Oceana: only an ecological reform of EU fishing policy would recover fish stocks and keep jobs
Oceana is asking the European Commission to recover healthy ocean ecosystems and assure the enforcement of existing regulations
Press Release Date: April 17, 2010
Marta Madina | email: email@example.com | tel.: Marta Madina
This week, the European Union is closing their public consultation for a reform of the Common Fisheries Policy (CFP) from 2012. Oceana is asking the European Commission to focus the reform of the Common Fisheries Policy on improving the balance and the health of the oceans. Healthy oceans are not only a prerequisite for fisheries and the fish processing industry, but they are also needed by other industries like tourism and they are needed in order to mitigate the effects of climate change.
“Environmental and Fisheries administrations must manage fisheries together. The oceans are not just the place to find our exploitable marine resources, but they also fulfill other roles. For instance, the oceans absorb roughly 30% of global carbon dioxide emissions and 80% of the heat generated by increased greenhouse gas levels.
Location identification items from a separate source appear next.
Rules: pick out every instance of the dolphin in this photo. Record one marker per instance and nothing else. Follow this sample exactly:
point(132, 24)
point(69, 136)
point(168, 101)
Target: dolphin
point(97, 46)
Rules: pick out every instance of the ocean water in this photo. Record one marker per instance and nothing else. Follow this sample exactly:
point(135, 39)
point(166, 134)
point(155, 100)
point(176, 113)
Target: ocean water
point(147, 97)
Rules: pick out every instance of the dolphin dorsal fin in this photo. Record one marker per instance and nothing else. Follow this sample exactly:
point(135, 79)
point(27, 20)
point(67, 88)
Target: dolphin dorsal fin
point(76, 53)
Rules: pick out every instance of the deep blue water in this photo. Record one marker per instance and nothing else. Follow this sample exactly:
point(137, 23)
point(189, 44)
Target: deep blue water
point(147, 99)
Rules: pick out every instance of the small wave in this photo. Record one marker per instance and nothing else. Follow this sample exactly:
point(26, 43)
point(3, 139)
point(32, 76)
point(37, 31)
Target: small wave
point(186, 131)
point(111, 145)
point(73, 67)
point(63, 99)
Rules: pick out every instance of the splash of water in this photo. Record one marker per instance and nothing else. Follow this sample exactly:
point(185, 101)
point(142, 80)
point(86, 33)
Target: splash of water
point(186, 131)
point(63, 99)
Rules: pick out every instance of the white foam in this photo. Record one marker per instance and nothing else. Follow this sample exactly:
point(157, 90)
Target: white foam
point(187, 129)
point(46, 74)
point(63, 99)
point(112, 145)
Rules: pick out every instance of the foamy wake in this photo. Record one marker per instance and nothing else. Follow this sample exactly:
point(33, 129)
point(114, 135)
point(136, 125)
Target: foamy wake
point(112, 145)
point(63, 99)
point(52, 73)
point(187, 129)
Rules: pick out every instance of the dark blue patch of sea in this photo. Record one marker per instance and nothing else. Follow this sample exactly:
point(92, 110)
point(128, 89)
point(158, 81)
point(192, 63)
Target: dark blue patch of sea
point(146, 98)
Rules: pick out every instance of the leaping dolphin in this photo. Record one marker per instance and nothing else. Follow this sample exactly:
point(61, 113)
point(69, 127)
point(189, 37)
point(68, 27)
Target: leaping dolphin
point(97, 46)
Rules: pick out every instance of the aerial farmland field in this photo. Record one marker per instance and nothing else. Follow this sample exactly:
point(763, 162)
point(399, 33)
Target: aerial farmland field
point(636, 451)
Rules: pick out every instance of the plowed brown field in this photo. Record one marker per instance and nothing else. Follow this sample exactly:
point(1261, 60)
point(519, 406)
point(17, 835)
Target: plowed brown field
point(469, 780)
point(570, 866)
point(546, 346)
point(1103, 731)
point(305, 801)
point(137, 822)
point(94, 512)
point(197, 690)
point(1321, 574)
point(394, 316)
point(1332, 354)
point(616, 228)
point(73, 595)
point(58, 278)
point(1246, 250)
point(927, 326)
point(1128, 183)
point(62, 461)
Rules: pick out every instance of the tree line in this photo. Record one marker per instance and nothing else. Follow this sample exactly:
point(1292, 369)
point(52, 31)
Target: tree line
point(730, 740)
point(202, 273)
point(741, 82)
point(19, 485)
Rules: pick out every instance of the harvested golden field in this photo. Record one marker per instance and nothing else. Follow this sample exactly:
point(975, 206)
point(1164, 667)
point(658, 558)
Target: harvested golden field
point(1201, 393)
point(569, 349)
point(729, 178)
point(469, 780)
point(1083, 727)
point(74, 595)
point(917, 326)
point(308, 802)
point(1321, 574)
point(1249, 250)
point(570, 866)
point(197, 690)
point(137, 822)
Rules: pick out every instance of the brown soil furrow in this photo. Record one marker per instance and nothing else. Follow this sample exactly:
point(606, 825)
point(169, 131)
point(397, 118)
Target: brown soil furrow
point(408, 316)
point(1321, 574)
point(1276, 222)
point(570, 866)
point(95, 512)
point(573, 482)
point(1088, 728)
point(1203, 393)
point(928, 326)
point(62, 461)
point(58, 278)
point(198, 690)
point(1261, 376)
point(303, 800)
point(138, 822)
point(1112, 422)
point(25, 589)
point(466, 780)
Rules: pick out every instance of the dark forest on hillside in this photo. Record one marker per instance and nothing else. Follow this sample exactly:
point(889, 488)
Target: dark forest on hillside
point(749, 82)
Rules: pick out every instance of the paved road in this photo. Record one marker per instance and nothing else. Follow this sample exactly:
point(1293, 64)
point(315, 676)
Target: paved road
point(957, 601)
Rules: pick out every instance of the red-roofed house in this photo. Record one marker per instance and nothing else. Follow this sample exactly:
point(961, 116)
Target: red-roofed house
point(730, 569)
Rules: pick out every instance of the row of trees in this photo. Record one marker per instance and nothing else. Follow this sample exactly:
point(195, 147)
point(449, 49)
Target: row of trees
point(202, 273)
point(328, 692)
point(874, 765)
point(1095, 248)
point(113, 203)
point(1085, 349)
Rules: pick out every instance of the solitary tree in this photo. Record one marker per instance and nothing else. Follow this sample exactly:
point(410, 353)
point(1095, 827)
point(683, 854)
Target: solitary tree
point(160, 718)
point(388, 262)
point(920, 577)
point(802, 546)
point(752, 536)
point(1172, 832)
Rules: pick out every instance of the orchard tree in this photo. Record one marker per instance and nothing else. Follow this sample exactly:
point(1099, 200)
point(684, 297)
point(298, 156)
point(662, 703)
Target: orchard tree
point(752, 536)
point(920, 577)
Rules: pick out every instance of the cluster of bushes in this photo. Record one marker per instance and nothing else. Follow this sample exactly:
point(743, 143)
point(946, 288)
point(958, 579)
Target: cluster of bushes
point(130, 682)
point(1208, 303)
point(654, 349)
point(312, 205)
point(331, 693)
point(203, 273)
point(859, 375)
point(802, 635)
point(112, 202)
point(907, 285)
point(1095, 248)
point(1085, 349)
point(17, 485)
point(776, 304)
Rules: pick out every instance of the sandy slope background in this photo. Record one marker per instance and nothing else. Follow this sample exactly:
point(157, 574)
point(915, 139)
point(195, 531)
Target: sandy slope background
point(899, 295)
As such, the new Common Fisheries Policy must go from being based on an industry of fishing as much as possible, to being an integrated policy that takes other environmental issues into account”, explains Xavier Pastor, Executive Director for Oceana in Europe.
To efficiently protect marine ecosystems and restore fish stocks, the European Union should include in the CFP to expand the network of marine protected areas to at least 20%-30% as recommended by the IUCN (International Union for Conservation of Nature), after achieving the 10% aim of the Convention on Biological Diversity by 2012.
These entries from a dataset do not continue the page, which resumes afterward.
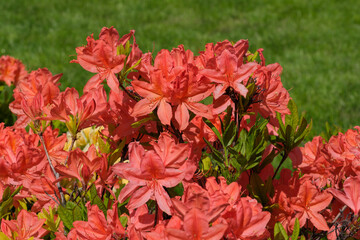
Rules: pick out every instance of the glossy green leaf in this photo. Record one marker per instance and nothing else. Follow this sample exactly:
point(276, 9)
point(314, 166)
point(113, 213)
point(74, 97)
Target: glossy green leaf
point(279, 232)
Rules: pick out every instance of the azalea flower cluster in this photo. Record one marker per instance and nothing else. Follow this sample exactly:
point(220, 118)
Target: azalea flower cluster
point(179, 146)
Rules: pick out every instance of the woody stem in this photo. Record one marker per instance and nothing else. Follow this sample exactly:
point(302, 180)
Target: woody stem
point(53, 170)
point(281, 162)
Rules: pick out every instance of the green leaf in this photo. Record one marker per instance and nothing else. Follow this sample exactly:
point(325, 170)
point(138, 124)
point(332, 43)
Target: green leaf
point(218, 157)
point(6, 194)
point(16, 191)
point(296, 230)
point(294, 113)
point(214, 129)
point(279, 232)
point(230, 134)
point(95, 199)
point(5, 206)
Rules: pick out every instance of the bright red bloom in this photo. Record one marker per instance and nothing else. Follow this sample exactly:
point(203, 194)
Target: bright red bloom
point(196, 226)
point(308, 203)
point(174, 82)
point(247, 220)
point(102, 57)
point(78, 112)
point(229, 73)
point(150, 171)
point(34, 95)
point(81, 165)
point(27, 225)
point(351, 195)
point(12, 70)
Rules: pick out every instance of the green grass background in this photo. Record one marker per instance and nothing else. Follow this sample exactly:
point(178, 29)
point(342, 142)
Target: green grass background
point(316, 42)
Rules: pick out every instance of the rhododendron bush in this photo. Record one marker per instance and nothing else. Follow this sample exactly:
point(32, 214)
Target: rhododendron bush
point(175, 145)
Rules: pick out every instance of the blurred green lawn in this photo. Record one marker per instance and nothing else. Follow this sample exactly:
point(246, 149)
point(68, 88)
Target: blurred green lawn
point(316, 42)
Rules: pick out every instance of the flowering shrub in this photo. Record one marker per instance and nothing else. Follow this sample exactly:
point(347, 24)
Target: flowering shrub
point(182, 146)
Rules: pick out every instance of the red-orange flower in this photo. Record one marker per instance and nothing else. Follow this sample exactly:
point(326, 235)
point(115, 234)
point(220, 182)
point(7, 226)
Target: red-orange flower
point(150, 171)
point(101, 57)
point(26, 226)
point(174, 82)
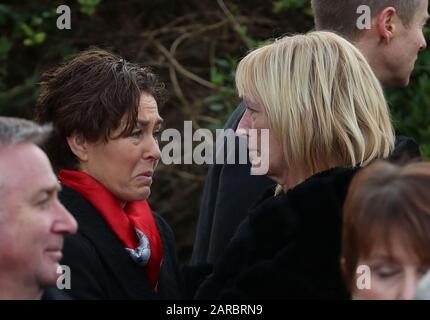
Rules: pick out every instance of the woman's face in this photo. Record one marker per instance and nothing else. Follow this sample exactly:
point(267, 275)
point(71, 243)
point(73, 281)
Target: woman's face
point(255, 117)
point(392, 277)
point(126, 165)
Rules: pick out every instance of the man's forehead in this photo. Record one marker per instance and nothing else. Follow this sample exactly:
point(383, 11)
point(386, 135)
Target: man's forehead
point(22, 165)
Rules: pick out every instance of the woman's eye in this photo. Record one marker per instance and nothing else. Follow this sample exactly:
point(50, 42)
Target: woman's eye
point(44, 203)
point(136, 134)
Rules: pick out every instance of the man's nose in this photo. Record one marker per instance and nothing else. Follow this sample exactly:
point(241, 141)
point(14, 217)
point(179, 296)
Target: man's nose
point(244, 125)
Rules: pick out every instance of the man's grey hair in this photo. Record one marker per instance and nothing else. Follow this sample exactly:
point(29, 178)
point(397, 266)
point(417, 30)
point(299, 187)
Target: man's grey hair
point(15, 130)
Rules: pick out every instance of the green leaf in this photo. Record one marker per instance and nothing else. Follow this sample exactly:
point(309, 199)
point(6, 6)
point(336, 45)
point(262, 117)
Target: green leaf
point(39, 37)
point(28, 42)
point(5, 46)
point(216, 107)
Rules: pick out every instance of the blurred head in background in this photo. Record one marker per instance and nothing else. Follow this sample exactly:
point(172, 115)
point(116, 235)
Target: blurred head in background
point(391, 41)
point(33, 222)
point(387, 230)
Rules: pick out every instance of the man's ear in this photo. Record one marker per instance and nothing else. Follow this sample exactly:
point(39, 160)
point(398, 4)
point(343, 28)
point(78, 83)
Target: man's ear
point(386, 24)
point(79, 146)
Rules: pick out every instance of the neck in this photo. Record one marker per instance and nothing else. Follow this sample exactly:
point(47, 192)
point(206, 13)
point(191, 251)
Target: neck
point(11, 289)
point(376, 61)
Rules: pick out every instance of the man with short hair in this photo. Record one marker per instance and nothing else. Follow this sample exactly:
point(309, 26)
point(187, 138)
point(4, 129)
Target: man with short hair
point(33, 222)
point(391, 46)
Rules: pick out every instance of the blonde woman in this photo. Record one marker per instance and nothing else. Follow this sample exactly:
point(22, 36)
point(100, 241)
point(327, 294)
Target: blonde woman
point(327, 117)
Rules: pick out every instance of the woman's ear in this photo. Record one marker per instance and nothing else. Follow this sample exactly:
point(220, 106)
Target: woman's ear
point(79, 146)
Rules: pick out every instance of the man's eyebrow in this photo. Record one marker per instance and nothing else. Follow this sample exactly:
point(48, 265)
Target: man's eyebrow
point(49, 190)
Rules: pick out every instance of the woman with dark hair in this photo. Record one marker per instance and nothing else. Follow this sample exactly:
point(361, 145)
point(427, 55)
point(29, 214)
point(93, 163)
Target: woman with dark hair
point(104, 111)
point(386, 231)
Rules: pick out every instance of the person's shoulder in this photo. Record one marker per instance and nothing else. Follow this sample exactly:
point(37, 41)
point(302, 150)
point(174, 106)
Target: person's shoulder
point(406, 149)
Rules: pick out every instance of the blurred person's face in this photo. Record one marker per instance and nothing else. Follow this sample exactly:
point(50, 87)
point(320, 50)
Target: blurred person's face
point(125, 165)
point(255, 117)
point(393, 277)
point(402, 51)
point(32, 220)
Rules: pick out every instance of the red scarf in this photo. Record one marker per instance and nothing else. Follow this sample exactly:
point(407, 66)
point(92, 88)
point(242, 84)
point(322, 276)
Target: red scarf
point(122, 221)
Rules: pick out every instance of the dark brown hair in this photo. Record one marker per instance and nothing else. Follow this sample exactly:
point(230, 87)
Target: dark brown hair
point(341, 16)
point(89, 95)
point(384, 199)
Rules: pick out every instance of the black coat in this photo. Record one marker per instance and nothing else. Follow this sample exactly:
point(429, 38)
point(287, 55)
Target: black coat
point(100, 266)
point(288, 247)
point(230, 191)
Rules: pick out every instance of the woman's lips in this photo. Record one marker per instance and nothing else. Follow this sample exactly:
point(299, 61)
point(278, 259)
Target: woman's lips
point(145, 176)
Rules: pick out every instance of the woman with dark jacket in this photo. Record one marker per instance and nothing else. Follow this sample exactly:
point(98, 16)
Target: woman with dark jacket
point(104, 111)
point(327, 117)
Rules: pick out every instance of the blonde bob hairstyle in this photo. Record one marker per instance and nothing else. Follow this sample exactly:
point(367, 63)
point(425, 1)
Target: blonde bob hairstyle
point(323, 102)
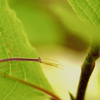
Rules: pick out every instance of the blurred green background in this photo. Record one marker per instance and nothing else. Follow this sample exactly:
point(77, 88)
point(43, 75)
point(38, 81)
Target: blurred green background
point(46, 25)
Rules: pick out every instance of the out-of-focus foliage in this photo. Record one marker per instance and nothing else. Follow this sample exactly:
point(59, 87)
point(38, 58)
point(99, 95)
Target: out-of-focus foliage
point(54, 22)
point(88, 11)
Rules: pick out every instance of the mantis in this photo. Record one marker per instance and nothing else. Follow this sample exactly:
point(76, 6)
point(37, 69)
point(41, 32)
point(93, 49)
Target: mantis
point(25, 59)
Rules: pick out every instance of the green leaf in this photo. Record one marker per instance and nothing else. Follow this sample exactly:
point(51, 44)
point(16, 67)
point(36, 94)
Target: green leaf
point(11, 31)
point(87, 10)
point(37, 20)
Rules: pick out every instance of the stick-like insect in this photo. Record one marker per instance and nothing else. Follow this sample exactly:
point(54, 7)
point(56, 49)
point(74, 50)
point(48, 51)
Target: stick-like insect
point(26, 59)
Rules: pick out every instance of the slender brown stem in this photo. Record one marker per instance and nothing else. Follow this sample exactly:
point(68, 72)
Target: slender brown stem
point(87, 69)
point(32, 85)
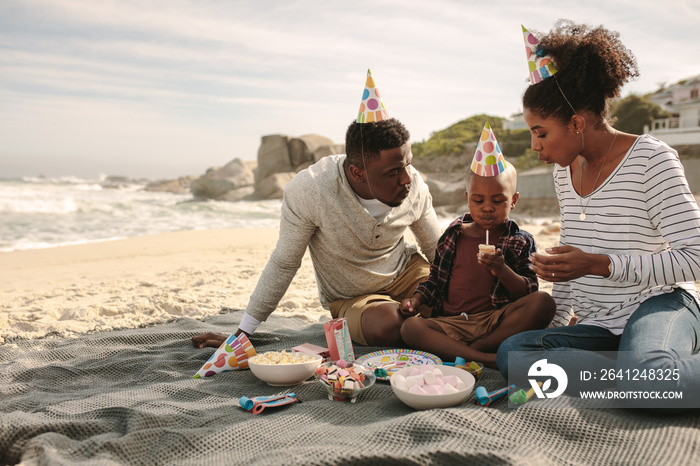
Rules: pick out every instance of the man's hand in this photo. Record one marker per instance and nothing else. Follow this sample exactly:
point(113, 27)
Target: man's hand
point(409, 307)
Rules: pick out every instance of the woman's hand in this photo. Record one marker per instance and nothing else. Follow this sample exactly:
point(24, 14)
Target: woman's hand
point(564, 263)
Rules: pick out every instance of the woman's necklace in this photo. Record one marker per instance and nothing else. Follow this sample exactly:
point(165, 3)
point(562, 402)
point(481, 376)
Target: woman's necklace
point(582, 215)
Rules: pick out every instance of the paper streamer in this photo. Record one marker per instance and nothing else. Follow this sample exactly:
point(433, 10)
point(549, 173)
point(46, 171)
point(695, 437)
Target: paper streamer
point(539, 65)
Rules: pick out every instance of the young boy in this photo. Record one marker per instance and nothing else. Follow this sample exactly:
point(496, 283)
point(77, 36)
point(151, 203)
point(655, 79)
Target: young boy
point(479, 299)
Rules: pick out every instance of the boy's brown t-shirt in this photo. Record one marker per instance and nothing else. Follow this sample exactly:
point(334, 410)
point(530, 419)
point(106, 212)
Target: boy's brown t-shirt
point(470, 284)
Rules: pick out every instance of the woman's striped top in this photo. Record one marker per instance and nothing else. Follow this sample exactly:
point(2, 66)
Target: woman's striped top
point(647, 221)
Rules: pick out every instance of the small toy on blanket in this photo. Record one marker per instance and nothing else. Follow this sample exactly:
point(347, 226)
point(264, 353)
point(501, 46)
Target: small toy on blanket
point(257, 404)
point(485, 398)
point(232, 355)
point(473, 367)
point(521, 396)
Artisanal fishermen with vessels up to 12 meters length and without towed gear should receive most support by the reformed CFP because they don’t destroy the seabed, have less impact on the ecosystem, use more selective fishing gear; they catch higher value, fresh products, have less discards and employ much more people in relation to the tonnage and the worth of the catch. Those fisheries should have priority access to coastal fishing grounds and, based on fisheries management plans, economic incentives to rebuild coastal fish stocks, support the construction of a network of coastal marine reserves and to increase the production high value, local caught fish.
For the Reform of the Common Fisheries Policy Oceana further recommends:
- Implement the precautionary principle and an ecosystem based approach to fisheries management.
- Ensure a correct management of all fisheries with TACs (Total Allowable Catches), effort controls and technical measures.
- Fisheries in European Union waters and by European Union vessels should only be carried out if ecologically sustainable management measures are established, based on the best available scientific information.
- As required by the Convention on Biological Diversity a minimum of 10% of the oceans must be declared as Marine Protected Areas by 2012. The area of marine reserves should be expanded to 20 % to 30% as recommended by the IUCN.
- Restore depleted fish stocks to MSY (Maximum Sustainable Yield) until 2015. Replace MSY as a management objective for fisheries. Manage fisheries under the ecosystem based approach and integrate the precautionary principle.
- Use an integrated approach to manage marine ecosystems aiming at achieving a good environmental status of the oceans.
- Eradicate by-catch and discards in European Union waters and by European Union vessels.
- Eliminate IUU fishing (Illegal, Unregulated and Unreported fishing) in the European Union and by EU vessels. Close the European market for IUU caught fish and seafood; prohibit trade with IUU caught fish.
- Manage the “external element” of the fishing fleet within the Common Fisheries Policy under the aim of protecting oceans biodiversity and rebuilding third countries ocean ecosystems towards a good environmental status of the oceans.
- Eliminate environmental harmful fisheries subsidies and introduce legally binding goals for a substantial capacity reduction of the fleet.